温同书疼得眼前直冒金星,根本不知道丞相在说什么。章无患俯身拾起那四四方方的纸张,双手递了出去。
章无患不知那是什么,只见祖父一层一层打开,从纸张背后,可以看到密密麻麻的小字,也许是温同书作的文章。可是,祖父的脸色……章无患手心里捏了一把汗,几次犹豫,最后决定不要问,也不要说。
“砰!”
丞相砸了那碗酸梅汤。
章无患垂着头,连喘气都小心翼翼,偷偷看祖父的神色,似乎那纸上写了什么不得了的东西。
“无患。”
“祖父。”
“传杖来,给我打断他的腿!”
章无患一惊,再看温同书,他已清醒了,从地上爬起来,哭着朝丞相爬去:“丞相,那是、那是弟子写来玩的……不是……”
“啪!”一个耳光把小孩扇倒在地,丞相恨铁不成钢道:“不是什么?我和你师父教你作文章,就是让你写这种下流东西的吗?你!你真是,朽木不可雕,粪土之墙不可圬!亏我日日在这里指点你的文章,没想到你竟然……”
温同书涕泪齐下,捂着脸爬起来:“丞相,弟子知道错了,弟子知错了,求您原谅弟子吧!丞相呜呜呜……我知道错了!求您了……”
“到这会你知道错了,我若是没瞧见,你是不是就不知道?温同书,你太教我失望了!”
“丞相!我错了,我会好好作文章,求您再给弟子一次机会……”
“你还愣着干什么?!”丞相锐利的目光突然转向章无患,“还不去传杖?!”
章无患又是一惊,犹豫了一会,道:“是。”
章无患出去了,温同书仍旧拉了丞相的袖子,哭个不停。他不知道他为什么哭,或许是害怕挨板子,或许是怕丞相对他失望了,又或许,他隐隐感觉到,有什么在上个暮春萌芽的东西在这个初夏被无情地折断了。
因着丞相大发雷霆,行刑的人问也不问,直接进来拽了温同书出去。温同书半截身子拖在地上,撕心裂肺地喊:“丞相——不要——”
章无患听得心颤,不忍心看,干脆扭过了头。
温同书直至此时才知道,丞相真生气了,真要挨板子了,是不会有人慢悠悠地请他上刑床的。他被甩到那宽大刑床上时,整个人颠得眼前直冒金星,还没反应过来,就有人抓着他的手和脚往刑床边缘拽,他甚至感觉筋都要被抻开了。
粗麻绳一圈又一圈,迅速绕上他的四肢,将他牢牢绑在刑床上。温同书发现自己连挣扎都不能的时候,眼泪倏然干了,只喃喃地唤了一声:“丞相……”
他不相信丞相会这样对他。
可是下一刻,他那身漂亮的青绿袍子就被掀开了,护卫粗暴地扯下他的中裤,臀部蓦然一凉——
“啪!”
“啊!!”温同书一下就被打懵了,眼泪迅速涌了上来。过去几年,他也挨过几次刑杖,可没有哪次如此恐怖,板子真像是砸下来,一下就把他整个屁股砸得发麻。

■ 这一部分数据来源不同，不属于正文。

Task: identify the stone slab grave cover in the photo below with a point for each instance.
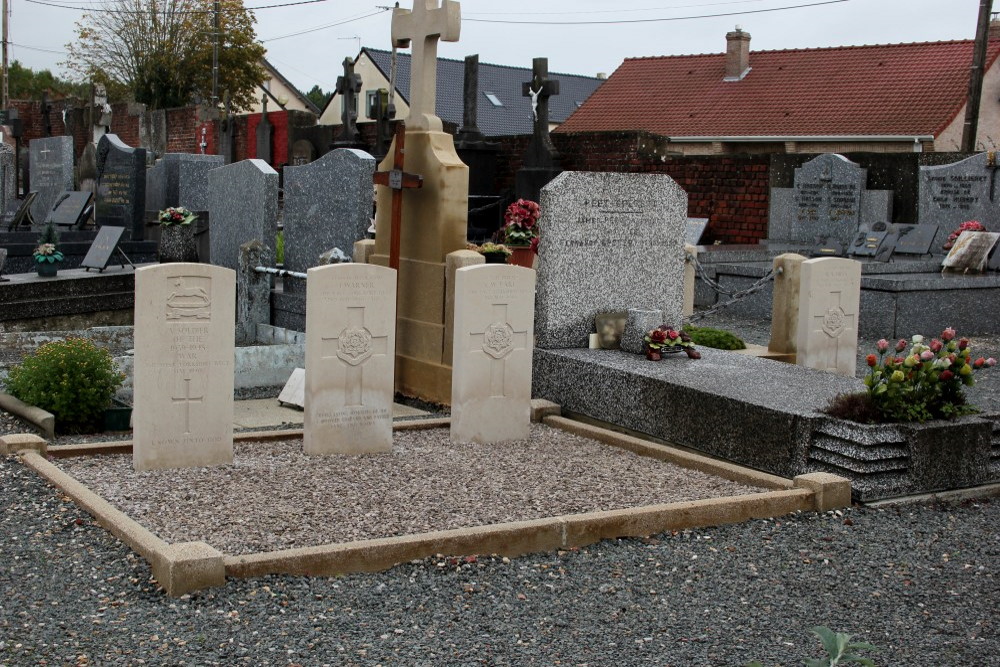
(51, 166)
(350, 359)
(971, 251)
(328, 204)
(69, 209)
(243, 207)
(829, 304)
(491, 368)
(121, 186)
(951, 194)
(608, 242)
(184, 362)
(825, 203)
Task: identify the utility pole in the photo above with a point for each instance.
(215, 55)
(5, 92)
(971, 126)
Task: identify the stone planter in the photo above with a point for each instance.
(177, 244)
(886, 460)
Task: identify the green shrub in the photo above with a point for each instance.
(717, 338)
(73, 379)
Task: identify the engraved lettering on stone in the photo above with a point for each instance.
(190, 298)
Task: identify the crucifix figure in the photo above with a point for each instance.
(539, 89)
(348, 87)
(423, 26)
(397, 180)
(354, 347)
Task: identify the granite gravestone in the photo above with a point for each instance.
(491, 365)
(328, 204)
(243, 207)
(121, 186)
(608, 242)
(350, 359)
(954, 193)
(827, 205)
(71, 209)
(51, 167)
(184, 362)
(100, 251)
(829, 302)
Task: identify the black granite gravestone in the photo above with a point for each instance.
(541, 161)
(104, 246)
(121, 186)
(71, 209)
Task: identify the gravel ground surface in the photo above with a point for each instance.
(919, 582)
(427, 483)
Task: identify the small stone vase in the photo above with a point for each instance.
(177, 244)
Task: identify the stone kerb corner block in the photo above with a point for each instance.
(608, 242)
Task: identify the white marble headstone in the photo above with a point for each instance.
(350, 359)
(491, 369)
(829, 303)
(184, 358)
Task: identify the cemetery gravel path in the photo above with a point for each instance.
(919, 581)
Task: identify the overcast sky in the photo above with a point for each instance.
(629, 30)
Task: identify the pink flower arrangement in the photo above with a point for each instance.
(969, 226)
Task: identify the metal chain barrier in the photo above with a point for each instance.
(736, 297)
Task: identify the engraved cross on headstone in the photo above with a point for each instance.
(187, 399)
(830, 318)
(348, 87)
(354, 347)
(424, 25)
(497, 341)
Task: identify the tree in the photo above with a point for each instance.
(318, 97)
(160, 53)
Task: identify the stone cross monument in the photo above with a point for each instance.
(434, 218)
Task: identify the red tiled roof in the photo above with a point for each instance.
(895, 89)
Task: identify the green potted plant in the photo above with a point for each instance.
(177, 242)
(520, 231)
(47, 256)
(494, 253)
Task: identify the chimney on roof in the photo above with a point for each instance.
(737, 55)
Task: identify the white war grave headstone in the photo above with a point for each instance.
(491, 369)
(829, 302)
(350, 359)
(184, 358)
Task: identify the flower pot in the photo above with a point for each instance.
(48, 269)
(522, 256)
(177, 244)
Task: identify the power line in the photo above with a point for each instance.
(324, 27)
(104, 10)
(672, 18)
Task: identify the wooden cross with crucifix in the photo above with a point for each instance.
(397, 180)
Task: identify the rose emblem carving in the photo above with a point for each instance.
(498, 340)
(355, 345)
(834, 322)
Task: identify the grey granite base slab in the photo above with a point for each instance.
(764, 415)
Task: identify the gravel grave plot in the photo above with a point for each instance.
(274, 497)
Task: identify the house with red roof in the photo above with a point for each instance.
(882, 98)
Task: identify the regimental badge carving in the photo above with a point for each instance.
(834, 322)
(191, 298)
(355, 345)
(498, 340)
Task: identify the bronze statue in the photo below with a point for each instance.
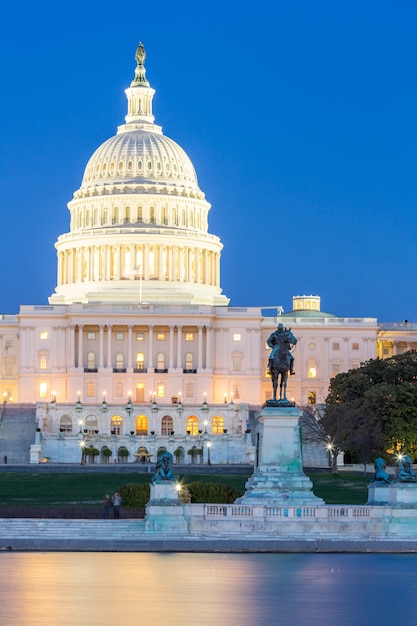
(281, 361)
(163, 469)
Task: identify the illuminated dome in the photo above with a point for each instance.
(139, 215)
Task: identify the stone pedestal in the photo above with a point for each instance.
(164, 512)
(393, 494)
(278, 477)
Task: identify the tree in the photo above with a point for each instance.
(373, 409)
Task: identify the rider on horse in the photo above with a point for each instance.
(283, 340)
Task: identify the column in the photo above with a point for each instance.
(171, 348)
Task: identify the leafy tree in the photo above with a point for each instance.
(373, 408)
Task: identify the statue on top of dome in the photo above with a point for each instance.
(140, 54)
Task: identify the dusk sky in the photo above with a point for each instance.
(299, 116)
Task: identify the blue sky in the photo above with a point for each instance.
(300, 118)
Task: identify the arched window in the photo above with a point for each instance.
(189, 361)
(91, 361)
(217, 425)
(167, 425)
(65, 424)
(91, 424)
(140, 361)
(116, 425)
(141, 425)
(160, 361)
(192, 425)
(312, 368)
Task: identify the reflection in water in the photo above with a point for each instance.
(197, 589)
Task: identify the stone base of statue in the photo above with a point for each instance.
(278, 476)
(164, 512)
(401, 494)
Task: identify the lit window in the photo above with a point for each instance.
(217, 425)
(116, 425)
(312, 368)
(192, 425)
(141, 425)
(311, 398)
(167, 425)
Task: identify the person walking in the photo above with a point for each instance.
(116, 502)
(106, 506)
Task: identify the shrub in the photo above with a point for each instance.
(212, 493)
(136, 496)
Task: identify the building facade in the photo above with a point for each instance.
(138, 349)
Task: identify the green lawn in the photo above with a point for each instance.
(90, 488)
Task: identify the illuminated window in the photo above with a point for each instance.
(141, 425)
(140, 361)
(188, 361)
(140, 392)
(237, 362)
(217, 425)
(91, 361)
(311, 398)
(167, 425)
(189, 390)
(192, 425)
(91, 424)
(312, 368)
(116, 425)
(65, 424)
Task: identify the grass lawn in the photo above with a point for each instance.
(32, 489)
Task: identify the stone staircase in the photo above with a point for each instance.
(17, 433)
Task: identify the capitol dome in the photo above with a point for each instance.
(139, 215)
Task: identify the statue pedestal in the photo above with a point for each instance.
(278, 478)
(164, 512)
(395, 494)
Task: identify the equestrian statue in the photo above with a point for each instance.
(281, 361)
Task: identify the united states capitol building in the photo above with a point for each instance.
(138, 350)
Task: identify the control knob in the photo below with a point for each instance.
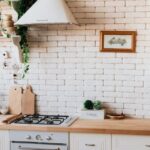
(48, 138)
(38, 137)
(28, 137)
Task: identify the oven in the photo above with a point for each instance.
(21, 140)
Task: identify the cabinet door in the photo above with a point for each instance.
(4, 140)
(90, 142)
(130, 142)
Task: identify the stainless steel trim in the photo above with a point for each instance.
(30, 148)
(92, 145)
(46, 20)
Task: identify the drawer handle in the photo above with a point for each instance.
(92, 145)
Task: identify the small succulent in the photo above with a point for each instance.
(97, 105)
(88, 104)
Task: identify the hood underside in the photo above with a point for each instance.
(48, 12)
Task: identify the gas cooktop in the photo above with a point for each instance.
(55, 120)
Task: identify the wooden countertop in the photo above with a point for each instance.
(126, 126)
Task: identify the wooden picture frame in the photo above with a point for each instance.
(118, 41)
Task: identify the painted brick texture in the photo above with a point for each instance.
(67, 68)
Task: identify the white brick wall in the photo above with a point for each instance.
(67, 68)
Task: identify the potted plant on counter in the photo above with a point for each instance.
(92, 110)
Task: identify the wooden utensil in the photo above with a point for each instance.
(115, 116)
(15, 95)
(28, 101)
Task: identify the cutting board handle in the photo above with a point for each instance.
(28, 87)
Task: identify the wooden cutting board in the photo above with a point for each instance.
(28, 101)
(15, 96)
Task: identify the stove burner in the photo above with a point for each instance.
(41, 119)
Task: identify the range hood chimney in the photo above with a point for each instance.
(48, 12)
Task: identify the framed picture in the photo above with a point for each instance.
(118, 41)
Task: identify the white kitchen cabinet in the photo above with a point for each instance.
(4, 140)
(130, 142)
(90, 141)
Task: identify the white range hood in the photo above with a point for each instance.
(48, 12)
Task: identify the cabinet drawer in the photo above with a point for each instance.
(90, 142)
(127, 142)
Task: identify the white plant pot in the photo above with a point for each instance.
(93, 114)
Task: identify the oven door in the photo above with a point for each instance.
(36, 146)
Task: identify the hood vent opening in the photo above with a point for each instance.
(48, 12)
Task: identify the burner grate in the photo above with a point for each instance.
(41, 119)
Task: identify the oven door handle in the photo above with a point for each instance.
(29, 148)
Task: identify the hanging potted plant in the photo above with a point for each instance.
(92, 110)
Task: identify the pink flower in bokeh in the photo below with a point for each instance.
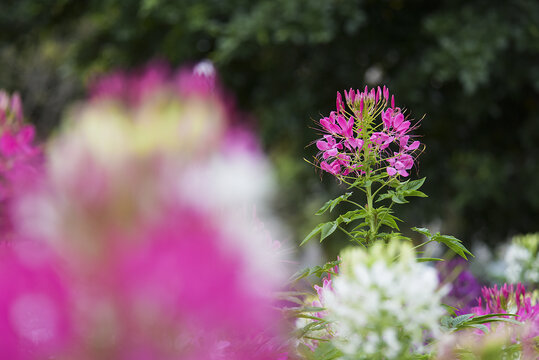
(360, 142)
(514, 300)
(141, 199)
(20, 158)
(35, 319)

可是他还没想明白这板子的恐怖,另一板子便跟着砸下,“啪”一声,震得他耳膜痛。
这不是他能忍住的疼痛。不过三四下,温同书再次哭喊起来,伴随着板子着肉的“噼啪”声,异常凄厉:“啊!!丞相!啊!弟子知错了……啊!求您、求您饶了弟子——啊!!!”
板子接二连三地责打下来,温同书躲又躲不开,一个屁股很快被打得红肿破皮,争先恐后地冒出血点来。
这是真正的刑杖,过去那些,不过小打小闹罢了。
温同书哭喊一阵,人已脱力大半,可丞相甚至没从厅里出来,他伤心欲绝,忽然明白求丞相是没有用的,于是奋力扬起脖子,看向章无患:“哥哥……哥哥救我……啊!!”
一板子砸下来,扬起一道血痕,温同书额上青筋暴起,脖子高高朝后仰起。章无患浑身一颤,仿佛那板子是打在自己身上一般。

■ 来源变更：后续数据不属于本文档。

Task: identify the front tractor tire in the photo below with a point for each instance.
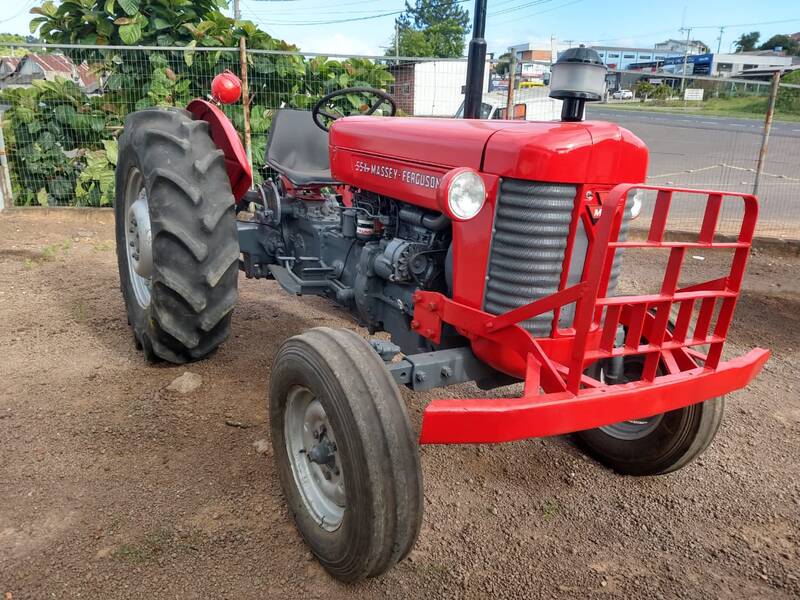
(656, 445)
(346, 454)
(177, 247)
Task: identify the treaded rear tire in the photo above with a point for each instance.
(194, 240)
(376, 445)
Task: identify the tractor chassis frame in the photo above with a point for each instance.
(559, 397)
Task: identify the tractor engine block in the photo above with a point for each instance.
(369, 257)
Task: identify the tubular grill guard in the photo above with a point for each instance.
(572, 400)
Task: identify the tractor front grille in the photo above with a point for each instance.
(531, 226)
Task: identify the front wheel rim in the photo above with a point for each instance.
(314, 458)
(138, 238)
(634, 429)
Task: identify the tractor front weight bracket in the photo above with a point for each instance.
(559, 395)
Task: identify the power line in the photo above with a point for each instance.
(539, 12)
(352, 19)
(519, 7)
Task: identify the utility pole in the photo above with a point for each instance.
(512, 73)
(476, 64)
(762, 155)
(688, 31)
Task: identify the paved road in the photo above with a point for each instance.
(719, 153)
(702, 122)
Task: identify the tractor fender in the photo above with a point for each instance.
(226, 138)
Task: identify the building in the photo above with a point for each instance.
(8, 64)
(716, 65)
(433, 88)
(47, 67)
(695, 46)
(533, 59)
(621, 57)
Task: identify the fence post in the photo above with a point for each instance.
(762, 155)
(245, 101)
(6, 197)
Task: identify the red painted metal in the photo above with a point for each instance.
(226, 139)
(226, 87)
(407, 158)
(593, 152)
(571, 399)
(495, 420)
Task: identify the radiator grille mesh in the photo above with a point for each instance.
(528, 243)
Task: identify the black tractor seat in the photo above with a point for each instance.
(298, 149)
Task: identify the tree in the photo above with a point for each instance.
(13, 38)
(431, 28)
(789, 45)
(747, 41)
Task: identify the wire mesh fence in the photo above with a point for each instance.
(63, 109)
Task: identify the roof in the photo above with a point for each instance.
(11, 61)
(58, 65)
(650, 50)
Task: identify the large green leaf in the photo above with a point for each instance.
(65, 113)
(130, 34)
(131, 7)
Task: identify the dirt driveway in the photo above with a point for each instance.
(113, 486)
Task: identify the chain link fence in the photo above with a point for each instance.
(63, 107)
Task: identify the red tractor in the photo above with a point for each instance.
(489, 251)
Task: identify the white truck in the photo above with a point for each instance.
(531, 104)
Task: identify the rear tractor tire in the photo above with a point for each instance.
(656, 445)
(177, 247)
(346, 454)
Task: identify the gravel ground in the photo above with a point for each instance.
(114, 486)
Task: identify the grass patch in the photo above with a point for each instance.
(53, 251)
(102, 246)
(156, 544)
(551, 509)
(80, 312)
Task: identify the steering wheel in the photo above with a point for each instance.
(322, 109)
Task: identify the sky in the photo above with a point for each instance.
(307, 23)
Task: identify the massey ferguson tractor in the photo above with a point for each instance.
(487, 250)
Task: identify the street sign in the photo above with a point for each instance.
(693, 94)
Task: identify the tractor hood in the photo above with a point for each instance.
(581, 152)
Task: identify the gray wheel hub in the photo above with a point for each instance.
(138, 238)
(314, 458)
(633, 430)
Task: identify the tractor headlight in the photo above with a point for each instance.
(466, 194)
(636, 204)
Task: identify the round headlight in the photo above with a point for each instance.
(466, 195)
(636, 204)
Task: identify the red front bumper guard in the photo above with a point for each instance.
(572, 400)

板子继续挥动,“啪啪”几声之后,温同书的脖子缓缓垂了下去,已是昏死了。
章无患犹豫片刻,上前一步:“住手!”
两个护卫应声而停,刑床上的小人歪着头,面如金纸,大汗淋漓,一个屁股早已打烂了,找不出一寸完好的肌肤。
章无患转身走进厅里:“祖父,同书他……”
“我说打断他的腿!”
章无患咬咬牙,道:“恕无患不能从命。”
“怎么?相府已是你章无患当家了吗?”
章无患一撩袍子跪下:“祖父,同书是师叔的弟子,您今日若是真打断他的腿,您要师叔如何自处?同书年纪小,尚不能辨明是非,犯了错也是情有可原,祖父不能给他一次机会吗?”
丞相仍是一脸铁青,没有丝毫松动的意思。
章无患垂眸,声音微微颤动:“无患曾答应过靖儿,若有事,要为他周旋。祖父今日一定要处置同书的话,也请一并处置无患,否则,无患无法向靖儿交代。”

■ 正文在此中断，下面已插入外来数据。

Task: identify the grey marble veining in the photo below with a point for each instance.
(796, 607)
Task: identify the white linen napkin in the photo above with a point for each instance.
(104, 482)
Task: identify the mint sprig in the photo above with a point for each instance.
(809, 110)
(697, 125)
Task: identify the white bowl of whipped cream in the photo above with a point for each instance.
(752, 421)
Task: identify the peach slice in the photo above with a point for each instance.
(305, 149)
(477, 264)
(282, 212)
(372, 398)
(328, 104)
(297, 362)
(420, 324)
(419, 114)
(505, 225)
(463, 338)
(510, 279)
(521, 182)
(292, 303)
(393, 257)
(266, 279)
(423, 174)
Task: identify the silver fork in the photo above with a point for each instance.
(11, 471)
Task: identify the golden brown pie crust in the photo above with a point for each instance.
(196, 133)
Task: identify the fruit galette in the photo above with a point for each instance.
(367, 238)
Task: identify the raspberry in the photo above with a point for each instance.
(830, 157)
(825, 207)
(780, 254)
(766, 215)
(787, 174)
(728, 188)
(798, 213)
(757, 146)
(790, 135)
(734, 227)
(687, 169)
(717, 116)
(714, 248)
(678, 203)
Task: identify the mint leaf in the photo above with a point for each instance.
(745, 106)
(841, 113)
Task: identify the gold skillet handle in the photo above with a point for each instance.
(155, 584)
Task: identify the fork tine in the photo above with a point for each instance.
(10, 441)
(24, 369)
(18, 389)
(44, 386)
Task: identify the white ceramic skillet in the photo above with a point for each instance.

丞相冷笑了一声:“这小孩就有这么好?你们一个个的,跟鬼迷心窍一样。”
“好不好,祖父心中有数。”
一口浊气憋在胸中,发不出去,化不下去,丞相忽然抬手将桌案上的东西扫落一地,起身走了。
章无患一颗心终于放了下去,长长地出了一口气,叫来两个小厮,把温同书背回房里去。
温同书一身伤,人还没醒又发了烧,章无患叫了大夫来看,处理伤口,把脉开药,折腾了整整一天。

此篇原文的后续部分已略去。